The Rito crosses black feathered arms over his chest, golden eyes thoughtful.
Soul had always thought her shooting was fine, much better than he could ever do. Watching Kid shoot tells him he'd been wrong. The thought Maka is anything less-than at anything feels wrong. Her strength awes him each day; how can it be less-than?
"He's right. You shoot like an amature. All power, no precision." Liz leans against a nearby tree, arms similarly crossed. She's guarded, as always. "Better learn fast. Monsters ain't gonna kill themselves."
"You should listen to Sissy." A second Gerudo hangs down from the tree next to her sister, upside down, red hair a curtain around a cherubic face. "I've seen Gorom who are better shots." The crunch of the apple punctuates the comment as she takes a second bite.

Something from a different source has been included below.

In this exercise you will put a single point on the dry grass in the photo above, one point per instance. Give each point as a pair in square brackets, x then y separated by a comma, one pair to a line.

"They aren't wrong." Tsubaki's voice is serene as she breaks her meditation, one eye cracked open, her balance impressive as she sits crisscrossed on a narrow bolder.
Maka huffs in frustration, but her own determination shows in the set of her jaw and the steel in her spine, and Soul wishes he had even a fraction of that fire in his soul.
It feels good to be together like this. It feels unreal. Each time they're all together, a voice in Soul's head reminds him that they're on borrowed time, that Death lurks everywhere.
"Fine." Maka pulls out her arrow, inches from center target. "Teach-"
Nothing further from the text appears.